WHAT'S OLD IS WHAT'S NEW AGAIN IN
SETTLING HIGH EXPOSURE CLAIMS
By Thomas P. Vecchio
With the dramatic changes imposed by the 2003 workers' compensation law, it is easy to lose sight of the even more sweeping changes implemented in 1994. The January 1, 1994 amendments to the workers' compensation law were more extensive than those imposed in 2003.
Prior to the 1994 law, only the wage loss/indemnity portion of the claim could be settled. Settlement of future medical benefits was prohibited. The 1994 law created the opportunity to settle both indemnity benefits and future medical benefits via lump sum. This change applies to all dates of accident.
The administrative, actuarial, and underwriting benefits of settling a claim in its entirety cannot be overstated. There is nothing in the 1994 law that compels settlement of both medical and indemnity benefits simultaneously, but the standard practice that developed after 1994 was that the entire claim settled or nothing settled.
With the advent of Medicare Set-Aside Allocations (MSAs) imposed by the Centers for Medicare and Medicaid Services (CMS), however, many employer/carriers are recognizing the value, with certain claims, of settling the indemnity portion of the claim while leaving the medicals open. The MSA mandates are often so high that settlement of the medicals via lump sum is simply not a viable option.
Anyone who has looked closely at a high exposure claim over the past several years has recognized the massive administrative impediments imposed by the CMS requirement that the parties secure an MSA which must ultimately be approved by CMS. The MSA figure demanded by CMS often bears no reasonable relationship to the employer/carriers' legitimate future medical expenditures. CMS often indicates that employer/carriers must pay for medical care and treatment that has absolutely nothing to do with the industrial accident. This creates a significant financial obligation which employer/carriers never anticipated and should not have to fund.

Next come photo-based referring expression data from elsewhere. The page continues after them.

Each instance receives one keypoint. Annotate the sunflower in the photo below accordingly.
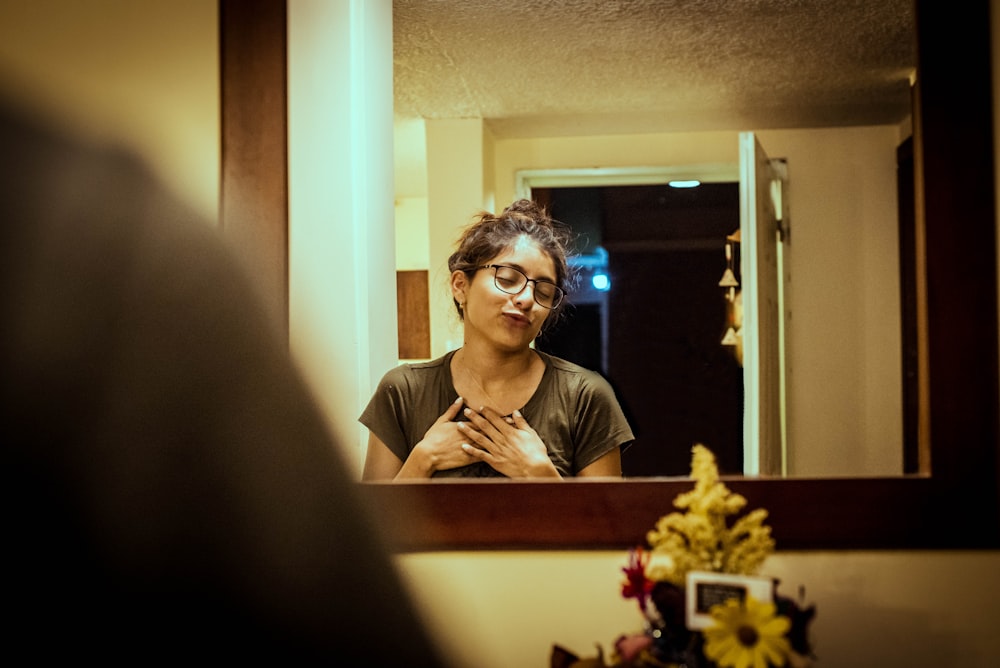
(747, 634)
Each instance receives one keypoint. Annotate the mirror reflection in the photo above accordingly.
(469, 119)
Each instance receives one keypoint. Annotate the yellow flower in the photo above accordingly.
(747, 634)
(701, 538)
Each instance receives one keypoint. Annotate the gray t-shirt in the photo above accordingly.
(573, 410)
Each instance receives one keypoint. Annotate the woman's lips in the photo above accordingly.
(517, 318)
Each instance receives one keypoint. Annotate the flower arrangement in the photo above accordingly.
(744, 624)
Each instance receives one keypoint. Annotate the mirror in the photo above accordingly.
(955, 153)
(845, 352)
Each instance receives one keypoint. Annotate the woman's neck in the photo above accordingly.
(493, 367)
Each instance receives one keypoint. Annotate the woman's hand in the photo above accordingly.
(509, 445)
(440, 448)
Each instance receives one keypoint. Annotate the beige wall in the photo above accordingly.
(497, 609)
(141, 72)
(844, 397)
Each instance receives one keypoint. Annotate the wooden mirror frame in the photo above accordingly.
(957, 505)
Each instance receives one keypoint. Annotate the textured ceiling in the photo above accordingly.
(579, 67)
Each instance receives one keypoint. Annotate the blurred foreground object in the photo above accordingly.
(170, 489)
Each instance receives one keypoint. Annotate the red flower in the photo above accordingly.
(628, 648)
(636, 584)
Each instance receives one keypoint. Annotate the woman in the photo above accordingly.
(496, 406)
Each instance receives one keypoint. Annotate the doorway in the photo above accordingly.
(654, 328)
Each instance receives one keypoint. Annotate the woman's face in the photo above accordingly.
(509, 321)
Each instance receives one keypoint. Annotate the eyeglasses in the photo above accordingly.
(512, 281)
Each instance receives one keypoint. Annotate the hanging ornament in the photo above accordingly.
(728, 277)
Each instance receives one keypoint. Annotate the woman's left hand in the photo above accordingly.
(509, 445)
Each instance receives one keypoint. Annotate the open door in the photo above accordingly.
(762, 248)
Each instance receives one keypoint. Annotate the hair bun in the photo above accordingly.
(525, 207)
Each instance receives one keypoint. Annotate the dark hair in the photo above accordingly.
(490, 235)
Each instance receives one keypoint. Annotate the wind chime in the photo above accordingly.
(734, 320)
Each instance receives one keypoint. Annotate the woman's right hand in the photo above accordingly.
(440, 448)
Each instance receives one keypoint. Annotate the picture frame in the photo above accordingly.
(705, 589)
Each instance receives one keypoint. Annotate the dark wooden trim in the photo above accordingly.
(805, 514)
(253, 203)
(413, 314)
(909, 327)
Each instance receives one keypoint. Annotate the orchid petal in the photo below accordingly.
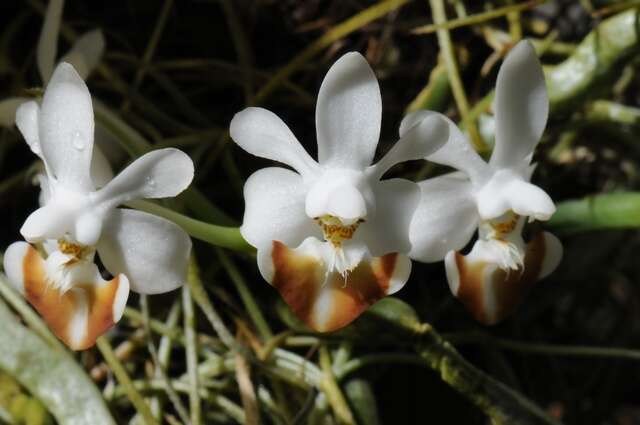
(101, 171)
(86, 52)
(457, 152)
(327, 302)
(445, 219)
(157, 174)
(48, 42)
(348, 114)
(274, 209)
(8, 110)
(388, 230)
(151, 251)
(66, 129)
(427, 134)
(507, 191)
(521, 106)
(77, 316)
(46, 222)
(27, 117)
(261, 133)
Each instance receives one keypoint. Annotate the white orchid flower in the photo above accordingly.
(146, 253)
(331, 236)
(494, 198)
(84, 55)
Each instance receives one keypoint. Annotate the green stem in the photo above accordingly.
(118, 369)
(444, 40)
(607, 211)
(191, 354)
(593, 60)
(247, 297)
(477, 18)
(202, 299)
(331, 388)
(334, 34)
(221, 236)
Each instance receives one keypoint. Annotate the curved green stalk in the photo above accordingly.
(607, 211)
(222, 236)
(595, 58)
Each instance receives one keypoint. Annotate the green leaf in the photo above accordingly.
(51, 375)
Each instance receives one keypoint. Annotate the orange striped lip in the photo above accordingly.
(489, 293)
(77, 316)
(327, 301)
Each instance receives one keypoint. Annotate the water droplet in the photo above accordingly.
(78, 141)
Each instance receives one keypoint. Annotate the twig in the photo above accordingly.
(444, 39)
(477, 18)
(192, 355)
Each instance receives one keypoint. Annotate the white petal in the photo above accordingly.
(274, 209)
(157, 174)
(427, 134)
(8, 108)
(445, 219)
(341, 193)
(151, 251)
(66, 128)
(388, 230)
(521, 106)
(261, 133)
(86, 53)
(508, 191)
(14, 265)
(48, 42)
(348, 114)
(101, 171)
(457, 152)
(552, 255)
(26, 117)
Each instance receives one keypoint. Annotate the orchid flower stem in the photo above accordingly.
(16, 301)
(221, 236)
(192, 355)
(51, 375)
(201, 298)
(151, 47)
(544, 349)
(435, 94)
(247, 297)
(444, 39)
(478, 18)
(341, 30)
(118, 369)
(331, 388)
(593, 60)
(607, 211)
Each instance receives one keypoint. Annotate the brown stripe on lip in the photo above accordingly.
(59, 309)
(507, 289)
(329, 306)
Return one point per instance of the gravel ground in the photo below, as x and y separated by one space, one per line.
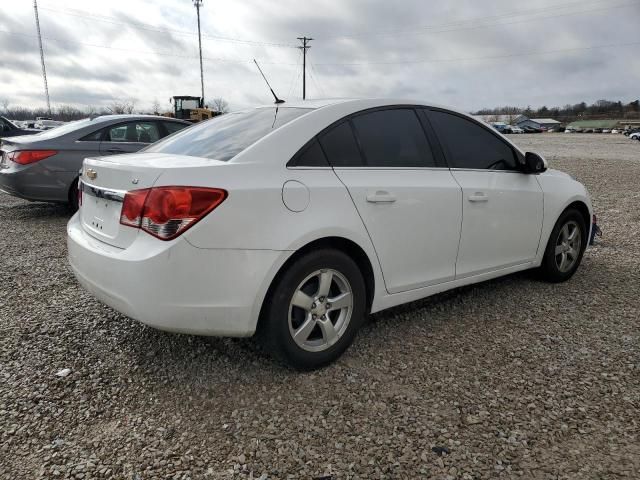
513 378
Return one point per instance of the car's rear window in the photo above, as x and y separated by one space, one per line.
224 137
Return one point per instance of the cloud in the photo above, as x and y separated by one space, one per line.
469 54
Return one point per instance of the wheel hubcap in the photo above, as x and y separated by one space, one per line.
320 310
568 246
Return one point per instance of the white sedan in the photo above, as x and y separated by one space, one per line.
296 221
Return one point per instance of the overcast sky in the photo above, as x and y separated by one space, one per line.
466 53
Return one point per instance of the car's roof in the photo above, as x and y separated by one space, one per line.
363 102
133 116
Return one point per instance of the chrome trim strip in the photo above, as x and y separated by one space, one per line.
98 192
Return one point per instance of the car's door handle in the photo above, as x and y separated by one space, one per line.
381 196
479 197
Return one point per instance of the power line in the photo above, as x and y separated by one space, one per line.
304 47
296 74
143 52
198 4
491 57
314 77
459 26
155 28
44 70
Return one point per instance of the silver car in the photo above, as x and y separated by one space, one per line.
44 167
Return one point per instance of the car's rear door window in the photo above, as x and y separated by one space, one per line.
393 138
133 132
311 155
340 146
225 136
468 145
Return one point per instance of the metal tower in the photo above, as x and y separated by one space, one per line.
198 4
44 70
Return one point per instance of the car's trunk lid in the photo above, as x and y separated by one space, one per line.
105 182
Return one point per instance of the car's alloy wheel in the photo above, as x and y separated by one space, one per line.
568 246
314 309
320 310
565 247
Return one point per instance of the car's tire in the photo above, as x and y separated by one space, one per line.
299 299
73 197
567 243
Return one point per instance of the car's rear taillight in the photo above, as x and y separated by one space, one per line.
25 157
166 212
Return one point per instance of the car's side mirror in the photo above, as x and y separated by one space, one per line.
534 163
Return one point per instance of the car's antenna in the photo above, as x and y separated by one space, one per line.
278 100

We have all seen cases where an injured worker is receiving minimal medical treatment, but CMS has demanded an MSA that is grossly inflated over what the employer/carrier can reasonably anticipate to spend in future medicals. Unfortunately, there is no statutory method by which a CMS determination can be appealed. The parties can only submit new records and request reconsideration.

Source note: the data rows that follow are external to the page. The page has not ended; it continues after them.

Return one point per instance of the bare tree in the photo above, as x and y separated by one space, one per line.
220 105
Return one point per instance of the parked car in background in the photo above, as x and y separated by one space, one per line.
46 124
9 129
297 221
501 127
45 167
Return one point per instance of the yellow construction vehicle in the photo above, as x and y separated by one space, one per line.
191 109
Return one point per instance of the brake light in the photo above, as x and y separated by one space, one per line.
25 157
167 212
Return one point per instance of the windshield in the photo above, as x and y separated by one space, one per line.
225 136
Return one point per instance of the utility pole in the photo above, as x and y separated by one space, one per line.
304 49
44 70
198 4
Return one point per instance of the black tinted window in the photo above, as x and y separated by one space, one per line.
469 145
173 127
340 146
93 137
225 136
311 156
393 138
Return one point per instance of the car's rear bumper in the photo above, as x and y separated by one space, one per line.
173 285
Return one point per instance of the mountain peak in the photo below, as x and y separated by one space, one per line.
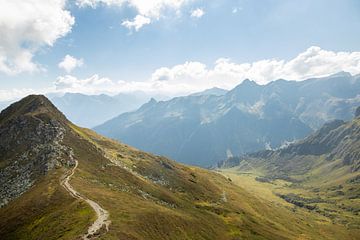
357 112
35 105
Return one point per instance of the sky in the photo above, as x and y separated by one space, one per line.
171 46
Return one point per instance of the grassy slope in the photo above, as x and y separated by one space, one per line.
150 197
46 211
190 206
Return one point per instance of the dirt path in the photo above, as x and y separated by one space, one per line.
102 215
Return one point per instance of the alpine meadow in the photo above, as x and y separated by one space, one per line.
179 120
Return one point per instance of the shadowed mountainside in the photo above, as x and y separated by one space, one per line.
202 129
146 196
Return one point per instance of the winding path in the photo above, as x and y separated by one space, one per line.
102 215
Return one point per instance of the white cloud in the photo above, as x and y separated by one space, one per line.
197 13
236 10
147 10
138 22
314 62
25 27
69 63
196 76
91 85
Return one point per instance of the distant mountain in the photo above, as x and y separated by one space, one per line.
320 173
335 141
203 129
4 104
60 181
212 91
92 110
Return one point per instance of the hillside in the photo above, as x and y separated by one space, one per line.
201 130
320 173
72 171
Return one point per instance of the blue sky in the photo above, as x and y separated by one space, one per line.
236 32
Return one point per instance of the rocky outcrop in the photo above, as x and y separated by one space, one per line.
30 146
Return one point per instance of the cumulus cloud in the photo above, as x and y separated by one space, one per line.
25 27
195 76
69 63
148 10
91 85
314 62
138 22
197 13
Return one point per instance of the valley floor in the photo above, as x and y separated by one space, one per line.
335 219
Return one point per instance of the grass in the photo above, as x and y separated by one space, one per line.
150 197
46 212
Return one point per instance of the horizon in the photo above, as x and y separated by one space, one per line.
171 48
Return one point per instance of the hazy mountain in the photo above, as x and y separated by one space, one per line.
60 181
320 173
4 104
203 129
92 110
212 91
335 141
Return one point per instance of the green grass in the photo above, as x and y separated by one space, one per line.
46 212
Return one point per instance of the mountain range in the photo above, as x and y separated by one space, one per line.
60 181
202 129
320 173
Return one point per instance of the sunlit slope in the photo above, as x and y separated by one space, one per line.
320 173
147 196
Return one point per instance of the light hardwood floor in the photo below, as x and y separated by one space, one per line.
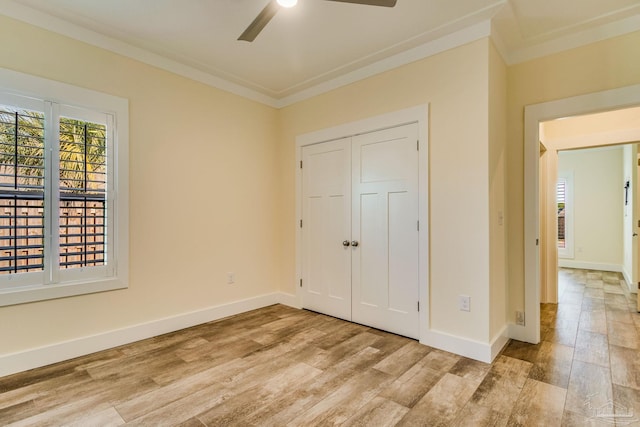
281 366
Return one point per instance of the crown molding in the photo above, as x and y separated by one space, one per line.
571 41
42 20
442 44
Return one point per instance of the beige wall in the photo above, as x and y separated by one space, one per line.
600 66
246 222
455 85
203 193
598 203
497 191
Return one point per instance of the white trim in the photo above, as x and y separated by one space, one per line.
442 44
52 92
484 352
290 300
65 350
627 278
418 114
574 40
567 251
586 265
517 332
534 114
235 85
34 17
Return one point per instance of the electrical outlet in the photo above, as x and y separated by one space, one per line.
464 303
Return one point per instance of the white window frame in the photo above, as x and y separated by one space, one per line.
53 98
567 251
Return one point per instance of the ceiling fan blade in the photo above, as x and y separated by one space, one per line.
385 3
260 22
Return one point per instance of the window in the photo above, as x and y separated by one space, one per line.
63 190
564 203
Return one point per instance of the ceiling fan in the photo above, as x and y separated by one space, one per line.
273 6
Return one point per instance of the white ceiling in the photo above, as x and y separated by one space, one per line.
319 44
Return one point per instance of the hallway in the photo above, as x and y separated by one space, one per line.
589 347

This federally-mandated obstacle to settlement has caused many carriers to revert to the practice of settling the indemnity portion of the claim, while leaving the medicals open. This allows the claimant to "cash out" the indemnity side of the claim via lump sum. Although the medicals are left open, the employer/carrier often pays less than what CMS demands, and makes those smaller payments over time, lessening the financial impact even more. This is often a more attractive option than overpaying the medical side of the claim just to achieve settlement.
After earning a fee on settlement of the indemnity portion of the claim, the attorneys who represent injured workers often lose interest in the case. Claimants generally receive less medical treatment once litigation settles down, and medical expenditures in such a circumstance can drop off dramatically. This enables the parties to secure an updated MSA at a later time, which can be much less than an MSA based on medical exposure when the claim is in the midst of litigation.
This approach can create problems with respect to "tail claims" and the inability to close old claims permanently. When the figure demanded by CMS, however, is so high that it puts settlement out of reach, think about implementing an "old school" settlement technique by resolving the indemnity portion of the claim while leaving future medicals open.